The Police Headquarters notified Officers J.T. and J.B. who were in the immediate vicinity. Therefore, the officers proceeded in separate vehicles to the bar. Officer J.T. parked his police car along the curb directly in front of one of the bar doors while Officer J.B. pulled his vehicle in front of the other door of the bar.
As Officer J.T. approached the bar door, J. Jackson came out and brushed Officer J.T. who ordered him to stop. J. Jackson, who had a pistol in his hand, turned and fired a shot which hit Officer J.T. An exchange of gun fire commenced during which Officer J.T. was hit again and as a result fell to the ground.
While on the ground and bleeding, Officer J.T. fired four remaining shots at Jackson who was also hit but was still able to run and leave the area. The entire incident lasted only a few seconds.
As a result of this exchange of fire, a bullet fired from Officer J.T.’s revolver struck and fatally wounded one innocent victim (J. Scott) who was sitting on the hood of a car some 110 yards north of Officer J.T., who stated that he did not see anyone in the street in the direction that Jackson fled.

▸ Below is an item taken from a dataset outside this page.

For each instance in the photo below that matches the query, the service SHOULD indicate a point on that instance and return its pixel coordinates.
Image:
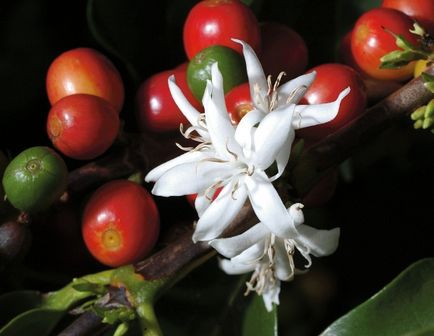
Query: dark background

Thereafter Mrs. Scott, the surviving wife of J. Scott, filed a wrongful death action against the City of Opa Locka and its liability insurer, National Indemnity Company. The case proceeded to a jury trial, where the jury returned a verdict in favor of the defendants, City of Opa Locka and its liability insurer.
The Appeal
On appeal, the plaintiff Mrs. Scott argued that giving the ‘sudden emergency’ instruction to the jury was error. This jury instruction stated in pertinent part:
Two questions of fact must be answered by you, the jury: One, whether the defendant was faced with an emergency situation; and, whether he acted as a reasonable man under the circumstances.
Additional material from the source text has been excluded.